The best way around this is the one that some agencies and venues now operate; the buyer’s name is printed on the ticket, and valid ID has to be shown at the door that corresponds to the name on the ticket. Any other tickets bought at the time, and held by other people, have to accompany the primary buyer on entrance.
This policy was used by Kate Bush and Eventime Apollo, and worked very well, the other two tickets I bought for friends meant both had to be with me, and as one person lived in Stafford she had to bring her kids down so they could stay overnight with her folks.
A bit inconvenient, but it makes life almost impossible for the touts.
Forcing the likes of Ticketmaster to sell off their legalised touting reselling businesses would help remove the suspicion that they’re passing on tickets directly and raking in huge amounts by effectively being their own touts, and independent oversight would help even more.

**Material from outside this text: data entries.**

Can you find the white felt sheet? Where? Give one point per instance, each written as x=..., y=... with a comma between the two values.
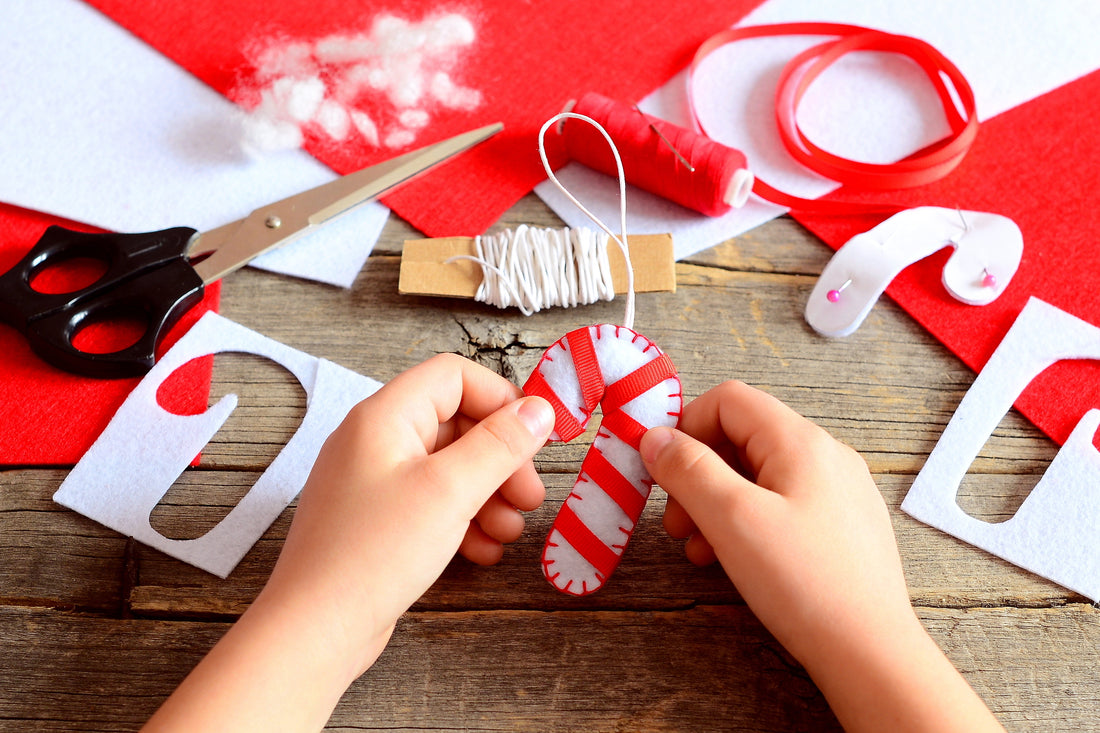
x=986, y=245
x=1055, y=531
x=99, y=128
x=1009, y=51
x=145, y=448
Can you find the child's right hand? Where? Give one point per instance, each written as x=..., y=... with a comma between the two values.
x=800, y=527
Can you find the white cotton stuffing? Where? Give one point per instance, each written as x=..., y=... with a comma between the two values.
x=408, y=65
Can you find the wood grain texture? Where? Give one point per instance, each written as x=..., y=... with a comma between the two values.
x=96, y=630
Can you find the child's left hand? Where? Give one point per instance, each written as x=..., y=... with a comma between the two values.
x=437, y=461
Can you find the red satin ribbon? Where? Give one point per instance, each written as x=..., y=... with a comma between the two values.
x=924, y=166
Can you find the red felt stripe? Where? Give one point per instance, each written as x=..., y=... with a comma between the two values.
x=625, y=427
x=598, y=555
x=608, y=478
x=638, y=382
x=586, y=364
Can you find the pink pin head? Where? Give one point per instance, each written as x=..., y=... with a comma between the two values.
x=834, y=295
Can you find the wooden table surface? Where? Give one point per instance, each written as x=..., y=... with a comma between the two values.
x=97, y=630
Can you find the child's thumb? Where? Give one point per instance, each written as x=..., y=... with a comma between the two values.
x=493, y=449
x=696, y=477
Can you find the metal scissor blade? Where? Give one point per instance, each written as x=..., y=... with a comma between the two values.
x=274, y=225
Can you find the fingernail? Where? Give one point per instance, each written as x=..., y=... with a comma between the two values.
x=653, y=441
x=536, y=415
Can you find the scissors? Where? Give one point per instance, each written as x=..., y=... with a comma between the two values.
x=157, y=276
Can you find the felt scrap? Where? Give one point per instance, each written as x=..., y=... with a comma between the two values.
x=48, y=416
x=1036, y=165
x=868, y=107
x=146, y=145
x=145, y=448
x=526, y=65
x=1054, y=532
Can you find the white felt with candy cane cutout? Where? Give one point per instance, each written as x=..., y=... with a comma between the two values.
x=581, y=567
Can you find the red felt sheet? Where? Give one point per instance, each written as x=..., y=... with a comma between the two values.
x=527, y=61
x=52, y=417
x=1038, y=164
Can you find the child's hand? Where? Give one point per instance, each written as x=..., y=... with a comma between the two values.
x=802, y=531
x=805, y=537
x=437, y=461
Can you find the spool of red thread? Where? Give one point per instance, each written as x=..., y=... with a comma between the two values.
x=651, y=150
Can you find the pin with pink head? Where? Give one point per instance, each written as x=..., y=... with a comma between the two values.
x=834, y=295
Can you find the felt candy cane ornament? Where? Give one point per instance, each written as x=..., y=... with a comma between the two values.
x=637, y=386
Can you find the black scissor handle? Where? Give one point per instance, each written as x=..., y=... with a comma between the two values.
x=147, y=276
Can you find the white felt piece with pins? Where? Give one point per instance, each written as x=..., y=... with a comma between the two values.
x=988, y=249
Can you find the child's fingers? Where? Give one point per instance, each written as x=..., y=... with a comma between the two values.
x=678, y=523
x=499, y=520
x=711, y=492
x=774, y=442
x=428, y=396
x=524, y=489
x=480, y=548
x=491, y=451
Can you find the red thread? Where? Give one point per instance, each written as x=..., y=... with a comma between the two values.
x=651, y=151
x=924, y=166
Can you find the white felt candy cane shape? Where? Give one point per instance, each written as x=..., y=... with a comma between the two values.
x=988, y=249
x=638, y=389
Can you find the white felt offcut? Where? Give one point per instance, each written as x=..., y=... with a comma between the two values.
x=101, y=129
x=1005, y=61
x=145, y=448
x=988, y=248
x=1054, y=532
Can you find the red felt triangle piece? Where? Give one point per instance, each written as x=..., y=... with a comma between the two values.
x=1037, y=164
x=52, y=417
x=527, y=62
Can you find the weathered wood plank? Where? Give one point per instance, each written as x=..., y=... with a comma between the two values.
x=701, y=669
x=57, y=558
x=52, y=557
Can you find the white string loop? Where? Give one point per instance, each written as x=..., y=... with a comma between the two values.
x=628, y=317
x=534, y=269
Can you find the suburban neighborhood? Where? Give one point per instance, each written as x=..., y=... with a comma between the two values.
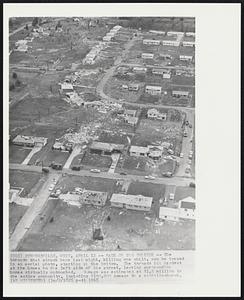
x=102, y=133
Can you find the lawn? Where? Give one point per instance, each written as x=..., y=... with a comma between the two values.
x=68, y=183
x=16, y=212
x=27, y=180
x=72, y=227
x=183, y=192
x=17, y=154
x=96, y=160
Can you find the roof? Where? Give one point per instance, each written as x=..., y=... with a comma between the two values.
x=188, y=203
x=139, y=149
x=152, y=87
x=66, y=86
x=138, y=200
x=131, y=119
x=30, y=139
x=106, y=146
x=168, y=211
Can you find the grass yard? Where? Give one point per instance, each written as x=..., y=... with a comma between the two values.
x=183, y=192
x=72, y=227
x=68, y=183
x=16, y=212
x=17, y=154
x=96, y=160
x=27, y=180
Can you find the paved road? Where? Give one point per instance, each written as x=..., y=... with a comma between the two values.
x=33, y=211
x=177, y=180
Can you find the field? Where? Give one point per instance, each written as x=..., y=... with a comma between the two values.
x=183, y=192
x=16, y=212
x=71, y=229
x=17, y=154
x=27, y=180
x=90, y=183
x=96, y=161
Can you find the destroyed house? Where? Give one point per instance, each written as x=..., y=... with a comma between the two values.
x=179, y=94
x=135, y=202
x=105, y=148
x=153, y=90
x=29, y=141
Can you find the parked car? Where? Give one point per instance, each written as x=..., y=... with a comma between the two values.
x=51, y=187
x=95, y=171
x=123, y=173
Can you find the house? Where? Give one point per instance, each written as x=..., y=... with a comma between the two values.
x=171, y=43
x=130, y=112
x=164, y=72
x=66, y=87
x=155, y=153
x=147, y=55
x=139, y=70
x=186, y=57
x=187, y=208
x=188, y=44
x=135, y=202
x=29, y=141
x=138, y=151
x=190, y=34
x=169, y=214
x=105, y=148
x=153, y=113
x=95, y=198
x=179, y=94
x=133, y=87
x=131, y=120
x=153, y=90
x=157, y=32
x=151, y=42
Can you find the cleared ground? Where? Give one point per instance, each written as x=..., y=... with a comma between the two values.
x=26, y=180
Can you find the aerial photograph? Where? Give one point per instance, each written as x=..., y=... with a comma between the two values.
x=101, y=133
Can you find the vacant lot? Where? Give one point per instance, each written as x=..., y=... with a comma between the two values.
x=95, y=160
x=90, y=183
x=16, y=212
x=27, y=180
x=17, y=154
x=183, y=192
x=71, y=229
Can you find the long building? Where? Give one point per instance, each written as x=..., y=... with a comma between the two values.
x=135, y=202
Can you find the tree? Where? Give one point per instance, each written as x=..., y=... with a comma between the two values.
x=35, y=22
x=15, y=76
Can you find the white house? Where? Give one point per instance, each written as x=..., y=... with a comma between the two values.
x=153, y=113
x=151, y=42
x=30, y=141
x=186, y=57
x=138, y=151
x=135, y=202
x=153, y=90
x=169, y=214
x=131, y=120
x=147, y=55
x=187, y=208
x=188, y=44
x=190, y=34
x=66, y=87
x=171, y=43
x=139, y=70
x=164, y=72
x=179, y=94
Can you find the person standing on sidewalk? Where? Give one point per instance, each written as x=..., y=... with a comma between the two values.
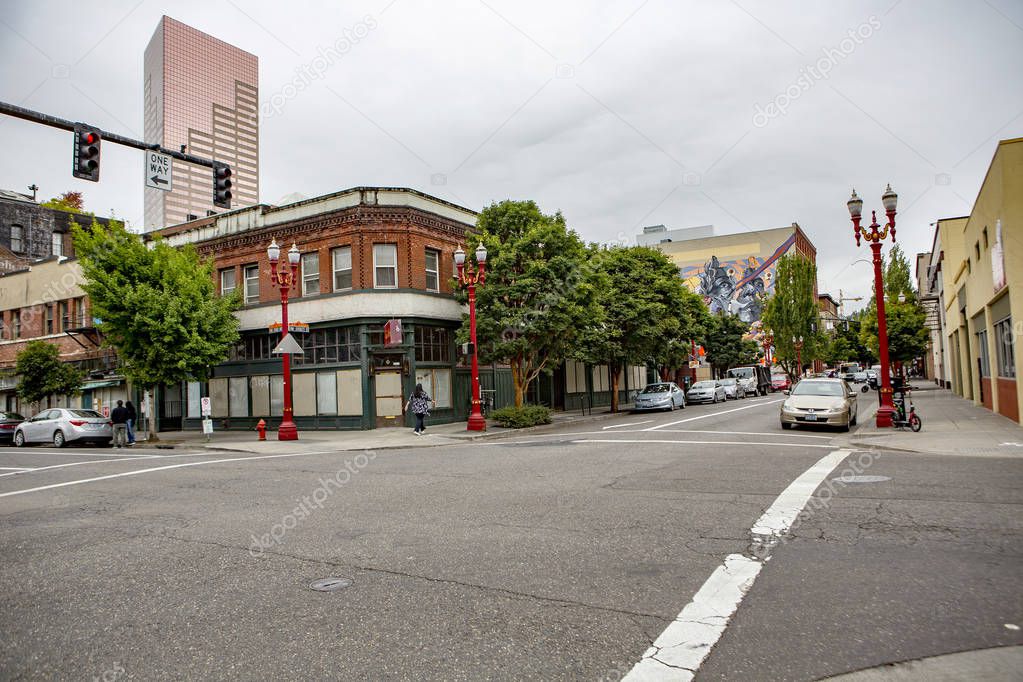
x=120, y=418
x=132, y=417
x=419, y=403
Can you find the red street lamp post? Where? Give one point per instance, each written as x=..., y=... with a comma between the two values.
x=283, y=278
x=875, y=234
x=471, y=279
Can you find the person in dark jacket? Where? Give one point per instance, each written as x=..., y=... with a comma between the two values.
x=120, y=419
x=132, y=420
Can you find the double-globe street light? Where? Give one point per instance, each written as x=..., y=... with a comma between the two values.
x=470, y=278
x=283, y=278
x=875, y=234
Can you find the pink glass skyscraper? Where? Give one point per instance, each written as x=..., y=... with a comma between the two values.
x=204, y=94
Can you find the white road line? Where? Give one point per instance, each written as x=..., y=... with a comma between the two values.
x=631, y=423
x=788, y=445
x=679, y=650
x=712, y=414
x=159, y=468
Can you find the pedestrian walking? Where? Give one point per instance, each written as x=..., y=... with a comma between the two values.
x=120, y=419
x=132, y=420
x=419, y=402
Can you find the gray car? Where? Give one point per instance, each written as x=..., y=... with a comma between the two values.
x=707, y=391
x=661, y=396
x=61, y=425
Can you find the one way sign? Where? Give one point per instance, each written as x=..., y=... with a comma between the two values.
x=158, y=171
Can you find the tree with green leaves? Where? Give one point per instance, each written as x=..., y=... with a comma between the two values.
x=792, y=313
x=42, y=373
x=725, y=344
x=538, y=294
x=647, y=311
x=158, y=307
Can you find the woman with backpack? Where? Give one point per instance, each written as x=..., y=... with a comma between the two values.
x=419, y=402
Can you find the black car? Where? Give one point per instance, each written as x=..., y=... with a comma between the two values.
x=8, y=422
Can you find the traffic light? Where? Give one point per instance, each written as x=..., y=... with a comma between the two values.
x=86, y=152
x=221, y=185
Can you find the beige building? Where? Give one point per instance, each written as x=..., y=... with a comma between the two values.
x=981, y=267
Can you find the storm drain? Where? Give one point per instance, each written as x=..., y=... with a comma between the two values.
x=862, y=479
x=329, y=584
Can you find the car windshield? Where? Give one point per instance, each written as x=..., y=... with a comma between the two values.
x=818, y=389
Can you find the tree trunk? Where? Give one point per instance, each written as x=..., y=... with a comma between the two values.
x=150, y=411
x=615, y=371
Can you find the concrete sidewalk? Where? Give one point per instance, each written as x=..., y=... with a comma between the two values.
x=377, y=439
x=951, y=425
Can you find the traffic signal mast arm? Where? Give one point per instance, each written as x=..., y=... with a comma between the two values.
x=71, y=126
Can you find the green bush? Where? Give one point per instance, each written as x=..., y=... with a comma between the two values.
x=520, y=417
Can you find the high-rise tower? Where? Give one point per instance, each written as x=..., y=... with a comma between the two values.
x=204, y=94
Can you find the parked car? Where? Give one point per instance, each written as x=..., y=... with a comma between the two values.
x=731, y=389
x=8, y=422
x=662, y=396
x=828, y=402
x=707, y=391
x=755, y=379
x=62, y=425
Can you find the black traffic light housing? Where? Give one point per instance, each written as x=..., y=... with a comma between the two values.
x=85, y=164
x=221, y=185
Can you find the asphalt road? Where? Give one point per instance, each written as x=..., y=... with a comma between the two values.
x=553, y=555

I refuse to be shafted by touts, I’ve only bought a ticket from a tout once, and he wasn’t a tout as such, he’d bought an extra ticket for Yes at Bristol Hippodrome on spec, and was offering it at just over face value, I paid £3.50 for a £2.50 ticket, and the people around me in the queue jeered a bit when I bought it; five minutes later, while still about a hundred feet from the box office entrance they put out the ‘Closed, Sold out’ signs.
I walked away with a smug smile while everyone else walked off looking more than a little glum!
The sort of prices being asked now though are outrageous, hundreds of pounds over an already expensive ticket, which, while it may be seen as fulfilling a demand, is immoral.